Había una mancha, como de una lágrima seca, sobre la tinta.
*"Hoy se casa. No pude llevarlo a la iglesia. Me dijo que mi camioneta da lástima.*
*Me senté aquí, en el asiento del conductor, vestido con mi traje prestado, y lloré.*
*No lloro por la camioneta. Lloro porque creo que fallé.*
Le di todo lo material, pero no pude enseñarle que el valor de las cosas no está en la pintura, sino en el motor.
*Esta camioneta no es chatarra.*
*Esta camioneta pagó sus libros.*
*Pagó su comida.*
*Pagó su futuro.*
*Esta camioneta soy yo.*
*_Y si él se avergüenza de ella, se avergüenza de mí._*
*Pero no importa.*
Solo le pido a Dios que su auto nuevo lo lleve a lugares bonitos, y que nunca, nunca, tenga que saber lo que es caminar bajo la lluvia porque no tienes para el pasaje.
*Te quiero, hijo. Que seas muy feliz".*
Cerré el cuaderno.
Me faltaba el aire.
Miré el volante desgastado.
Miré la palanca de velocidades, pulida por la mano de mi padre durante treinta años de trabajo brutal para que yo tuviera manos suaves.
El ayudante se acercó.
—Jefe, ya llegó la grúa para llevarse la chatarra.
Me bajé de la camioneta como un loco.
—¡No! —grité—. ¡Que se larguen! ¡Nadie toca esta camioneta!
—Pero jefe, usted dijo...
—¡Dije que se larguen! —bramé, con las lágrimas corriendo por mi cara.
Me abracé al cofre oxidado de "La Bestia".
Me abracé al metal frío y sucio.
Y le pedí perdón.
Le pedí perdón a la lámina, al motor, al asiento roto.
Le pedí perdón a mi padre, que me escuchaba desde algún lugar.

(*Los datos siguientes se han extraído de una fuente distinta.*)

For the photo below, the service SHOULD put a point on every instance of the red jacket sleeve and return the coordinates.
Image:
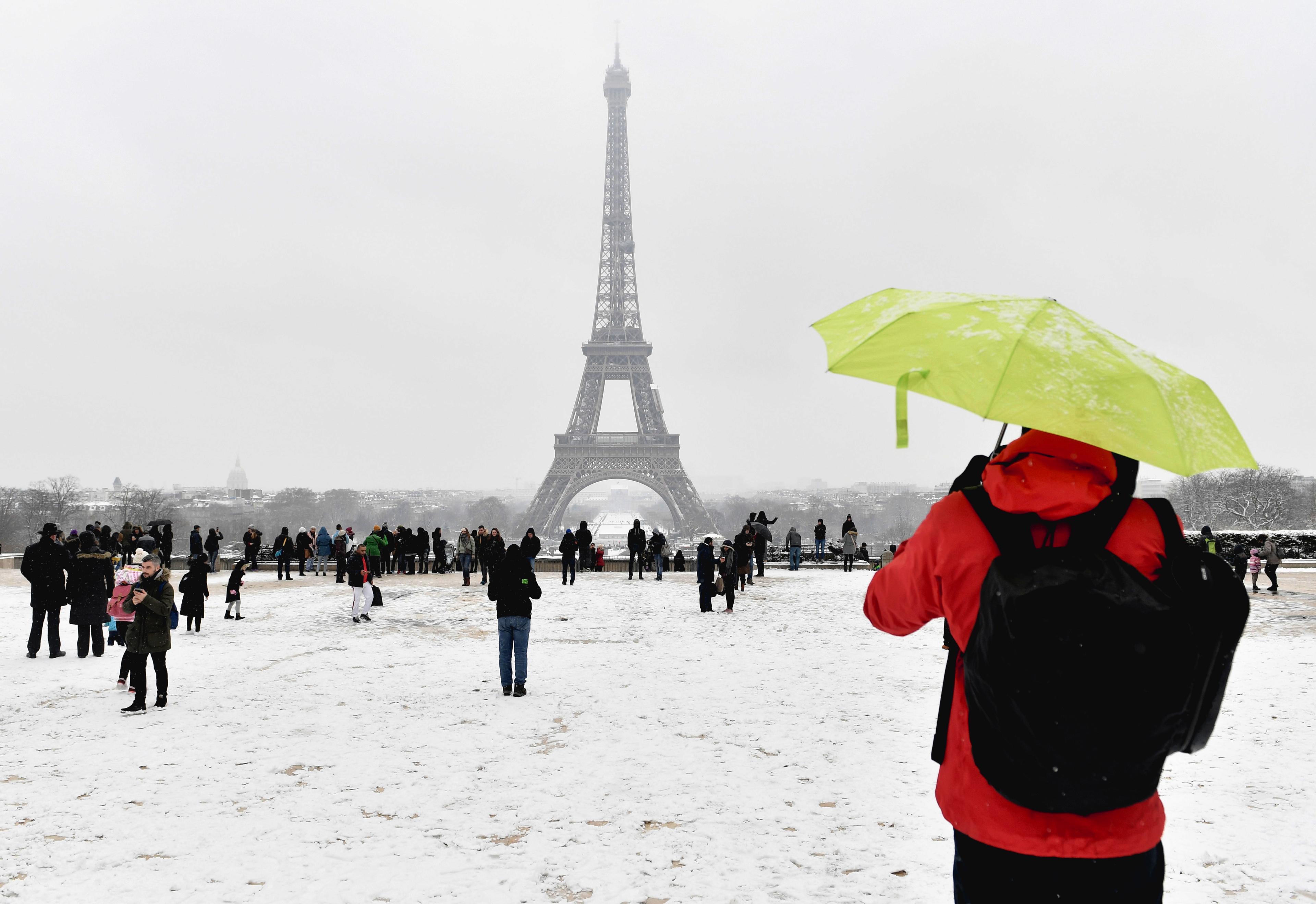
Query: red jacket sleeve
(906, 595)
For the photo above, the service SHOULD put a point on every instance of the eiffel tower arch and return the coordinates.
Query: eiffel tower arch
(618, 352)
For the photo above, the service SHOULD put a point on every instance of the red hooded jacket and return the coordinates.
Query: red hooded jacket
(939, 573)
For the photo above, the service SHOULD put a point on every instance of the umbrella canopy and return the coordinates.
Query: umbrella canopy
(1037, 364)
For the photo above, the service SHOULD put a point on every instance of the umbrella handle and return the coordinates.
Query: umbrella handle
(903, 405)
(1001, 437)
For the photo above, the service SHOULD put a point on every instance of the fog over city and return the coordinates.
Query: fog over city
(362, 250)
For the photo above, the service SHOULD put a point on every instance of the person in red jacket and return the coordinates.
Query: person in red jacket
(1006, 852)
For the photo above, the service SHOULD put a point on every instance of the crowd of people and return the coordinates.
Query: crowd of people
(80, 569)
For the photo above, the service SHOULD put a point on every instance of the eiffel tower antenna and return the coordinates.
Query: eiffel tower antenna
(618, 352)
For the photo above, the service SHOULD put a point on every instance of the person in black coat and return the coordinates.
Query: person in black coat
(531, 547)
(212, 547)
(44, 565)
(568, 548)
(283, 553)
(636, 547)
(423, 549)
(512, 586)
(584, 539)
(195, 591)
(303, 547)
(744, 545)
(91, 582)
(706, 573)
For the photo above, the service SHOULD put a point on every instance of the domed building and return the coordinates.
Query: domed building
(237, 485)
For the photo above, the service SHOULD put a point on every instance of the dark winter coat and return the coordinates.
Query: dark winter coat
(44, 565)
(636, 539)
(727, 564)
(358, 562)
(514, 586)
(494, 552)
(91, 581)
(744, 544)
(235, 591)
(149, 632)
(706, 566)
(195, 591)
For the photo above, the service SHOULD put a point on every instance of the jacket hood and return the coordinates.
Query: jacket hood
(1049, 475)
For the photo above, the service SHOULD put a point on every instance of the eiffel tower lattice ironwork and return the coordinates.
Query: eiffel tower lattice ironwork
(618, 352)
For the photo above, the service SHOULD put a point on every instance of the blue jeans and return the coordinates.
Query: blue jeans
(512, 632)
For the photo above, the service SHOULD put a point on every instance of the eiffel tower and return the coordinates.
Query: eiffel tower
(618, 352)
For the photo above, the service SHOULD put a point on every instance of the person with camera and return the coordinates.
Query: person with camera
(44, 565)
(150, 605)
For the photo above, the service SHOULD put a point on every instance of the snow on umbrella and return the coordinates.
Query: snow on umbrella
(1034, 362)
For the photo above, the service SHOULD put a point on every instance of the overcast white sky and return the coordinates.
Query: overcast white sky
(358, 243)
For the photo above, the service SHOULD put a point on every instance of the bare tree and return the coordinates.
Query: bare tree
(1243, 498)
(147, 505)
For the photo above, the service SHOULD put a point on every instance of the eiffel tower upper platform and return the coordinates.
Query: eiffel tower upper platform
(618, 352)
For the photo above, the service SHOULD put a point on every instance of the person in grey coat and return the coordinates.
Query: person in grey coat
(793, 543)
(849, 547)
(1270, 556)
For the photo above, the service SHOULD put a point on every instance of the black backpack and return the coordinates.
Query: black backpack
(1082, 676)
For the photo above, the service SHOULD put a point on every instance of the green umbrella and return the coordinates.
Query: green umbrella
(1034, 362)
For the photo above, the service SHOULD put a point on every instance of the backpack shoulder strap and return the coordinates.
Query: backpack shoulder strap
(1011, 532)
(1174, 539)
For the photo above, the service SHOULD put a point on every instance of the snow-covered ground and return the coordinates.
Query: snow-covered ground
(662, 755)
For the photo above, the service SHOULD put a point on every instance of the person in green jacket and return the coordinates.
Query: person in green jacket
(150, 603)
(376, 543)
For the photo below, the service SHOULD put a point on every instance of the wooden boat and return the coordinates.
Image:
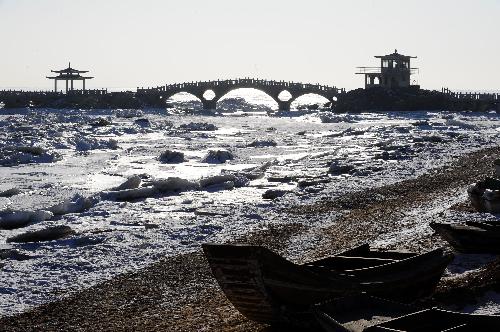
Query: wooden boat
(485, 195)
(267, 288)
(356, 313)
(370, 314)
(472, 237)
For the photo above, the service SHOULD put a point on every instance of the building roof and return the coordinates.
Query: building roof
(69, 77)
(395, 56)
(69, 70)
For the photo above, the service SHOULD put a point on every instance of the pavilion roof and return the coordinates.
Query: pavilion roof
(69, 70)
(69, 77)
(395, 56)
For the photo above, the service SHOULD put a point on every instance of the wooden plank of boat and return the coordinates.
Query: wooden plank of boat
(438, 320)
(278, 291)
(470, 238)
(485, 195)
(366, 313)
(356, 313)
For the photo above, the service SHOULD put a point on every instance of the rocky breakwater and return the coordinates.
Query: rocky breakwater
(408, 99)
(111, 100)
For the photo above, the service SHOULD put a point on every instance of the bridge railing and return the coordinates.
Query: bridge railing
(239, 82)
(30, 93)
(92, 92)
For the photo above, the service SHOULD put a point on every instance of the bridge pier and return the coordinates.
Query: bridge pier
(209, 104)
(284, 105)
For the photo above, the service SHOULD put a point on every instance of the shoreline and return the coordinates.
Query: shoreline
(179, 294)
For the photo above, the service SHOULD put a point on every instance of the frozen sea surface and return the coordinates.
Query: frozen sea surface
(97, 150)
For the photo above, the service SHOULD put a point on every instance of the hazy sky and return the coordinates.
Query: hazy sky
(128, 43)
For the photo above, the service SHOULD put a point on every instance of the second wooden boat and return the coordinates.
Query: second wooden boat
(369, 314)
(473, 237)
(267, 288)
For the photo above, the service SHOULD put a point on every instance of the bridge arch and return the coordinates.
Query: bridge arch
(255, 91)
(309, 95)
(225, 92)
(192, 97)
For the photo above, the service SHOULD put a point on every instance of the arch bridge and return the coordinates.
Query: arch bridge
(221, 88)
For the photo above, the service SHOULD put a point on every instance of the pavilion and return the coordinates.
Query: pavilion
(69, 75)
(394, 72)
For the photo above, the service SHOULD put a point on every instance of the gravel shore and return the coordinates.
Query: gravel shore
(179, 293)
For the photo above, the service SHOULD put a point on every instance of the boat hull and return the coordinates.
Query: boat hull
(470, 239)
(267, 288)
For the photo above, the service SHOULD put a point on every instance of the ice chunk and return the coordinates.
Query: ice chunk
(76, 204)
(337, 168)
(85, 143)
(47, 234)
(227, 185)
(459, 123)
(262, 143)
(130, 194)
(172, 157)
(10, 192)
(273, 193)
(17, 219)
(101, 122)
(128, 113)
(217, 179)
(217, 157)
(143, 122)
(174, 184)
(198, 126)
(131, 183)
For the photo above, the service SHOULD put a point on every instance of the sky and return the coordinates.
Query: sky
(128, 44)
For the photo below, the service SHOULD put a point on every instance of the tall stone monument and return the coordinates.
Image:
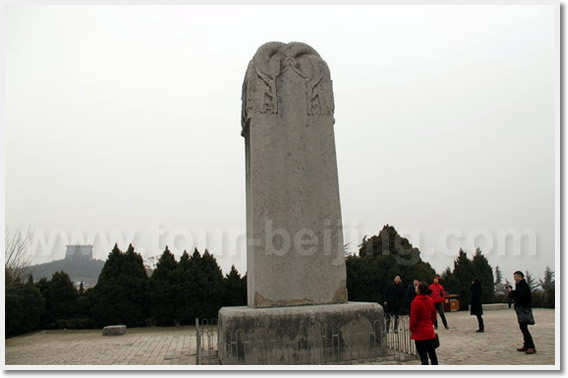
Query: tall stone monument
(297, 309)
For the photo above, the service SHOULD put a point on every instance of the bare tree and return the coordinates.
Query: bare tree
(17, 255)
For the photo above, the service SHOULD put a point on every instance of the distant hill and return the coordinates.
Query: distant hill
(78, 264)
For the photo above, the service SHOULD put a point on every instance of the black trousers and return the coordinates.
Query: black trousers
(425, 349)
(528, 342)
(440, 309)
(391, 315)
(480, 322)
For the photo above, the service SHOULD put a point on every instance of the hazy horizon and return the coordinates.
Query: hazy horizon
(123, 125)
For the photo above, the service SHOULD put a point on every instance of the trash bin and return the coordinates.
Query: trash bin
(452, 303)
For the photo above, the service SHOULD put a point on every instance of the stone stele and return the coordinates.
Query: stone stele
(296, 277)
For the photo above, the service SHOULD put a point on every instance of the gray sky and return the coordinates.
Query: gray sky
(125, 120)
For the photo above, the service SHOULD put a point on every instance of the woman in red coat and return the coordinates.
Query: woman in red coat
(422, 318)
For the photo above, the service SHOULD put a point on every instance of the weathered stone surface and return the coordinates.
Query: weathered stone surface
(114, 330)
(294, 230)
(300, 334)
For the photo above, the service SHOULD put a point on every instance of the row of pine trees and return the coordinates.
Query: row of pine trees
(179, 291)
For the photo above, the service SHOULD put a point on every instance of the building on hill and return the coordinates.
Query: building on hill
(78, 263)
(79, 251)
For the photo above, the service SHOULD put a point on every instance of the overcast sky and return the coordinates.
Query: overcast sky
(126, 120)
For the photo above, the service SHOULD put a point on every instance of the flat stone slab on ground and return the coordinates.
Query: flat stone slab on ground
(460, 345)
(117, 330)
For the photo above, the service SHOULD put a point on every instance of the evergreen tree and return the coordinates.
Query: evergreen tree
(24, 308)
(121, 293)
(498, 275)
(548, 282)
(165, 285)
(235, 289)
(484, 272)
(213, 282)
(381, 258)
(60, 300)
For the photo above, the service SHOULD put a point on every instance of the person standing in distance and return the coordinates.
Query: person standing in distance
(476, 308)
(421, 324)
(411, 293)
(438, 296)
(523, 305)
(394, 298)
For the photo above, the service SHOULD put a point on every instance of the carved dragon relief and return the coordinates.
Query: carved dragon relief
(272, 60)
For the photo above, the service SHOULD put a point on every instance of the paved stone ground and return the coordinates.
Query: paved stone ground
(460, 345)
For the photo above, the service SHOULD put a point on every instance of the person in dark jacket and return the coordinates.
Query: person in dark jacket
(421, 324)
(438, 296)
(523, 302)
(394, 297)
(476, 308)
(411, 294)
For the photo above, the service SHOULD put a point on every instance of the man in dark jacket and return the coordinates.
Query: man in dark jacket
(394, 297)
(523, 303)
(411, 294)
(476, 308)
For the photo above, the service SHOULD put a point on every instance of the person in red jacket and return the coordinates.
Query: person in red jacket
(438, 296)
(421, 324)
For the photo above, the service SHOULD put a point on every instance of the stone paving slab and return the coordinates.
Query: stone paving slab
(460, 345)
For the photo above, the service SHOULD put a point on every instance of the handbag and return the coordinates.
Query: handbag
(525, 316)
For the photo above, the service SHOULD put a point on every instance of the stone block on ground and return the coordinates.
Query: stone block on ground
(117, 330)
(312, 334)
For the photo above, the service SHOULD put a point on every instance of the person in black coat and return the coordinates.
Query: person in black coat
(394, 297)
(476, 308)
(523, 304)
(411, 293)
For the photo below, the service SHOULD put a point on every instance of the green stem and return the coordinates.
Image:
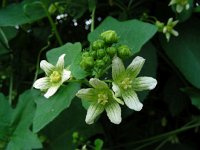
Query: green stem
(4, 3)
(165, 135)
(93, 17)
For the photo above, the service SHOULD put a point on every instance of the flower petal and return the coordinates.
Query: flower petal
(144, 83)
(65, 75)
(51, 91)
(113, 111)
(93, 111)
(60, 63)
(47, 67)
(117, 68)
(89, 94)
(98, 84)
(135, 67)
(131, 100)
(116, 89)
(42, 83)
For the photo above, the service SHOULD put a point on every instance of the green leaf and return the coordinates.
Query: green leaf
(133, 33)
(21, 136)
(184, 51)
(72, 58)
(6, 34)
(98, 144)
(6, 117)
(48, 109)
(21, 13)
(60, 131)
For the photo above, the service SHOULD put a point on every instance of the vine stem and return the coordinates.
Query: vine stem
(164, 135)
(53, 25)
(93, 17)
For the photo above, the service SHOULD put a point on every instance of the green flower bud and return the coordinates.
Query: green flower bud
(98, 44)
(124, 51)
(87, 62)
(111, 51)
(106, 59)
(109, 36)
(85, 54)
(99, 63)
(101, 53)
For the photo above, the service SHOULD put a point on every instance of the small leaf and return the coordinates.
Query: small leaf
(48, 109)
(133, 33)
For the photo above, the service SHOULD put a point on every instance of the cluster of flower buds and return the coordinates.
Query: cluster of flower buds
(167, 29)
(101, 52)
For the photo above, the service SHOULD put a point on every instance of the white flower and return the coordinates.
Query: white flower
(55, 76)
(180, 5)
(126, 83)
(101, 98)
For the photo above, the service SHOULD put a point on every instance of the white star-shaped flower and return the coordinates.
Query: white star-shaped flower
(55, 76)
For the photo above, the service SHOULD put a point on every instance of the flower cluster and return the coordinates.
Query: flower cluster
(167, 29)
(100, 53)
(102, 95)
(125, 83)
(180, 5)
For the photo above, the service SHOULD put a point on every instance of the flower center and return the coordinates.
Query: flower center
(126, 84)
(55, 77)
(102, 99)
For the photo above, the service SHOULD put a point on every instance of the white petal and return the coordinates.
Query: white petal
(116, 89)
(113, 111)
(144, 83)
(87, 94)
(179, 8)
(60, 62)
(66, 75)
(47, 67)
(51, 91)
(42, 83)
(135, 67)
(98, 84)
(93, 111)
(117, 67)
(131, 100)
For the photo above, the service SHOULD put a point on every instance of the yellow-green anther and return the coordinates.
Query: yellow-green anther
(55, 77)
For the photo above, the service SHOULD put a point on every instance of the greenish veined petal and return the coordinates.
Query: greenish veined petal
(116, 89)
(131, 100)
(60, 62)
(97, 84)
(89, 94)
(118, 68)
(93, 111)
(65, 75)
(135, 67)
(113, 111)
(47, 67)
(144, 83)
(51, 91)
(42, 83)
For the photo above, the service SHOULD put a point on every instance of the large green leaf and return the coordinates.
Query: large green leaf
(59, 132)
(48, 109)
(21, 13)
(184, 51)
(21, 136)
(134, 33)
(72, 58)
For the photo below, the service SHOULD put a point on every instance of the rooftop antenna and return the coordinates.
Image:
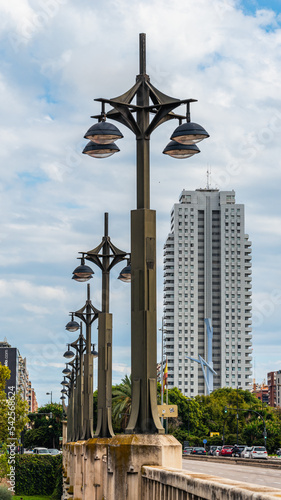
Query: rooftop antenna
(208, 179)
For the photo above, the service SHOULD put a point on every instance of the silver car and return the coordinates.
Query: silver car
(258, 452)
(246, 452)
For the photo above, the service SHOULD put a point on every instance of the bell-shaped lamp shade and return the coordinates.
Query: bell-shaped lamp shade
(80, 279)
(68, 354)
(103, 133)
(125, 274)
(83, 271)
(177, 150)
(72, 326)
(100, 151)
(94, 352)
(189, 133)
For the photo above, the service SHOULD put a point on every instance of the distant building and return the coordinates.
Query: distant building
(271, 382)
(261, 392)
(207, 274)
(10, 357)
(278, 388)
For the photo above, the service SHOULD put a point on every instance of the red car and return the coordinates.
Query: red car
(226, 451)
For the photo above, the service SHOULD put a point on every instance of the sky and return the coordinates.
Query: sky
(56, 57)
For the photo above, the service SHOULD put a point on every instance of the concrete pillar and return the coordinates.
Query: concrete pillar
(128, 453)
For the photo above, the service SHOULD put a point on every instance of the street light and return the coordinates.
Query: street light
(149, 102)
(105, 256)
(88, 314)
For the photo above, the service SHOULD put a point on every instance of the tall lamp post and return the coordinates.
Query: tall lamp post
(144, 417)
(50, 394)
(88, 314)
(105, 256)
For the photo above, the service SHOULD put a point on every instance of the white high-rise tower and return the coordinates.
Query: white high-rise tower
(207, 274)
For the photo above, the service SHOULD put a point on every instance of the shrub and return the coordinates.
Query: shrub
(38, 475)
(5, 494)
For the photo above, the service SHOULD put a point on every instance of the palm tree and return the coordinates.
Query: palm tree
(121, 402)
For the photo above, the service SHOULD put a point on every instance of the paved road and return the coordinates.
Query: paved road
(244, 473)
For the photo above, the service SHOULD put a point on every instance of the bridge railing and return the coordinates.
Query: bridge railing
(159, 483)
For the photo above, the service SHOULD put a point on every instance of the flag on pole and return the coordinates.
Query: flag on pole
(165, 375)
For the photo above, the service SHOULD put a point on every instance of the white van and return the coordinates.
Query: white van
(41, 451)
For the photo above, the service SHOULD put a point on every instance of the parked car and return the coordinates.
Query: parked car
(258, 452)
(187, 450)
(226, 451)
(212, 450)
(197, 450)
(237, 450)
(41, 451)
(246, 452)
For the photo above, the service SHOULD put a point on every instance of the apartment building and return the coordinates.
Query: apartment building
(207, 274)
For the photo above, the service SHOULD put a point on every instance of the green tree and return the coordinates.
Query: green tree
(121, 403)
(46, 427)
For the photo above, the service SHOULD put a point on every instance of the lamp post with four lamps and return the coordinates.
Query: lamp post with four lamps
(105, 256)
(149, 102)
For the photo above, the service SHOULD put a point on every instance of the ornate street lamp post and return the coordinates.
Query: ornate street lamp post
(149, 101)
(105, 256)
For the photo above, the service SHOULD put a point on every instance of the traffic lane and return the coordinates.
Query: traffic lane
(244, 473)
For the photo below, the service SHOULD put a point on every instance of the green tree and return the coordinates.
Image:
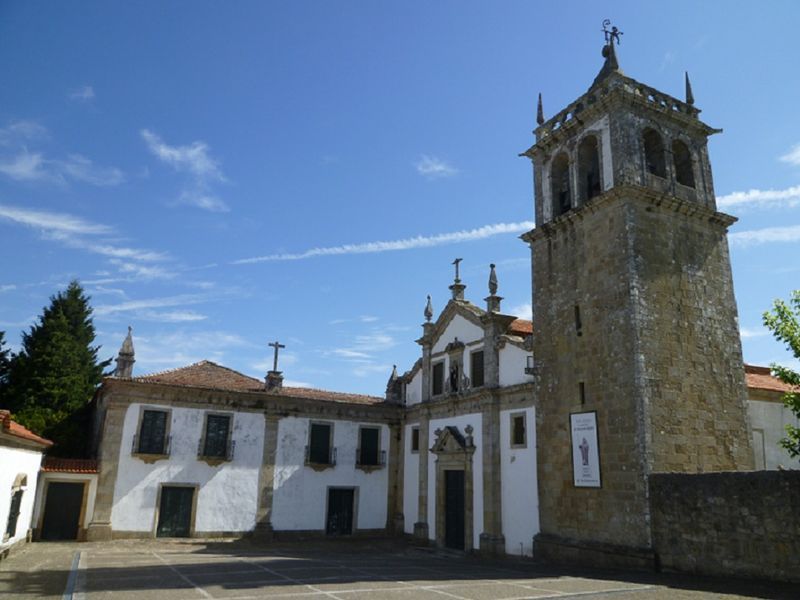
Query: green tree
(52, 379)
(784, 322)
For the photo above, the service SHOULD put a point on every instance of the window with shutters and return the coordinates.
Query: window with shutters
(369, 452)
(518, 431)
(476, 368)
(320, 452)
(153, 436)
(437, 379)
(216, 442)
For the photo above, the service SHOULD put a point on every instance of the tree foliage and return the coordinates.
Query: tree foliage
(784, 322)
(52, 379)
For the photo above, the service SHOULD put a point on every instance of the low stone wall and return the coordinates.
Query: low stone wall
(745, 524)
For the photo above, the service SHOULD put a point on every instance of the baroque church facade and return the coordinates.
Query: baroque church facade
(506, 436)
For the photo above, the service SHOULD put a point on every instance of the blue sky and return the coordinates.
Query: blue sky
(152, 150)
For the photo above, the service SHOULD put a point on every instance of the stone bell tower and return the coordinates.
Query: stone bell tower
(638, 362)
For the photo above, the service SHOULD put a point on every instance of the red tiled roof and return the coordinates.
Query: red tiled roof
(207, 374)
(521, 327)
(761, 378)
(13, 428)
(54, 464)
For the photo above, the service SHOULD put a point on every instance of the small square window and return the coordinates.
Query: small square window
(518, 431)
(415, 439)
(319, 451)
(476, 368)
(216, 443)
(152, 438)
(437, 383)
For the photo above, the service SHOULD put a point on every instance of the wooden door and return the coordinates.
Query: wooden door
(175, 512)
(62, 510)
(340, 512)
(454, 509)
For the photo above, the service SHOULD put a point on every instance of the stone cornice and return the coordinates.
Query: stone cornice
(659, 200)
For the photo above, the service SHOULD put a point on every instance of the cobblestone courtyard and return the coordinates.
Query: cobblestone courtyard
(349, 570)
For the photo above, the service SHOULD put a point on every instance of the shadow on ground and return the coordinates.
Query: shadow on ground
(146, 567)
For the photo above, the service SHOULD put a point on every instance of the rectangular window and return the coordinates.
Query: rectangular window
(518, 431)
(218, 430)
(13, 513)
(437, 384)
(415, 439)
(476, 368)
(319, 444)
(369, 443)
(153, 432)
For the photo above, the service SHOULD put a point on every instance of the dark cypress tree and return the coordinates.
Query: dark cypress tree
(52, 379)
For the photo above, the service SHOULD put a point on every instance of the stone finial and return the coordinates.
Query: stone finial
(428, 310)
(457, 288)
(493, 300)
(689, 94)
(125, 358)
(540, 111)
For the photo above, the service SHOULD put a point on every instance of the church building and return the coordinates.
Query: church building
(506, 436)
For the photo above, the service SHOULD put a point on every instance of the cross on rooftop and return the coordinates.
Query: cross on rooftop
(277, 345)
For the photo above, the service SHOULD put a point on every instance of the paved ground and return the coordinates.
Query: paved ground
(351, 570)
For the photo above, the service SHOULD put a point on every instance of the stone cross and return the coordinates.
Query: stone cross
(455, 262)
(277, 345)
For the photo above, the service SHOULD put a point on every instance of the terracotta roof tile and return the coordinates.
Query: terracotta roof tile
(207, 374)
(13, 428)
(521, 327)
(761, 378)
(54, 464)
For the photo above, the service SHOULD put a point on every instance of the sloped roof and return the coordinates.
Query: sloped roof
(53, 464)
(210, 375)
(13, 428)
(761, 378)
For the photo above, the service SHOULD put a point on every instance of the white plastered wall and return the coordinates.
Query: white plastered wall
(768, 421)
(410, 481)
(227, 493)
(14, 461)
(300, 492)
(513, 361)
(461, 422)
(520, 494)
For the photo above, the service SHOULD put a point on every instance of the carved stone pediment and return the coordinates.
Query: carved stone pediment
(449, 440)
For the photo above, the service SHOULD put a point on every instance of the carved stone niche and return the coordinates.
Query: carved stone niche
(454, 452)
(455, 380)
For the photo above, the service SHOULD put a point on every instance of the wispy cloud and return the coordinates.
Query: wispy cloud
(523, 311)
(85, 93)
(758, 198)
(433, 168)
(50, 221)
(75, 232)
(768, 235)
(150, 303)
(174, 316)
(195, 160)
(751, 332)
(793, 156)
(441, 239)
(23, 164)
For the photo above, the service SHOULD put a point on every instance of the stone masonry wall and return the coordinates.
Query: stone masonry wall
(584, 261)
(740, 524)
(693, 383)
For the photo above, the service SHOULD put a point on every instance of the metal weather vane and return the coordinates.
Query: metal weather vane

Ese día no fui a trabajar.
Me quité el s**o. Me arremangué la camisa blanca de diseñador.
Busqué la caja de herramientas.
Y me puse a arreglar "La Bestia".
Me llené de grasa. Me rompí una uña. Sudé.
Y por primera vez en años, me sentí un hombre de verdad.
Hoy, sigo siendo ejecutivo.
Pero los domingos, s**o a pasear a mi hijo.
No en el auto del año.
Salimos en "La Bestia".
Ruge, suelta humo y está fea como el demonio.
Pero cuando mi hijo me pregunta:
—Papá, ¿por qué quieres tanto a esta camioneta vieja?
Yo sonrío, acaricio el tablero y le digo:
—Porque esta no es una camioneta, hijo. Este es tu abuelo. Y es el carruaje más lujoso que ha pisado la tierra, porque está blindado con puro amor.🥹🥹🥹🥹🥹
No midas la riqueza de tus padres por el lujo de sus autos o de su ropa, sino por el tamaño de los sacrificios que hicieron para que tú pudieras brillar. Lo que a ti te parece "viejo" o "vergonzoso", muchas veces es la cicatriz de una batalla que ganaron por ti. Honra sus esfuerzos, antes de que solo te quede una libreta llena de recuerdos y un "te quiero" que ya no puedes escucharlo❤️
NO TE APENDEJES.
TAL VEZ TODAVÍA ESTÁS A TIEMPO DE HACER ALGO.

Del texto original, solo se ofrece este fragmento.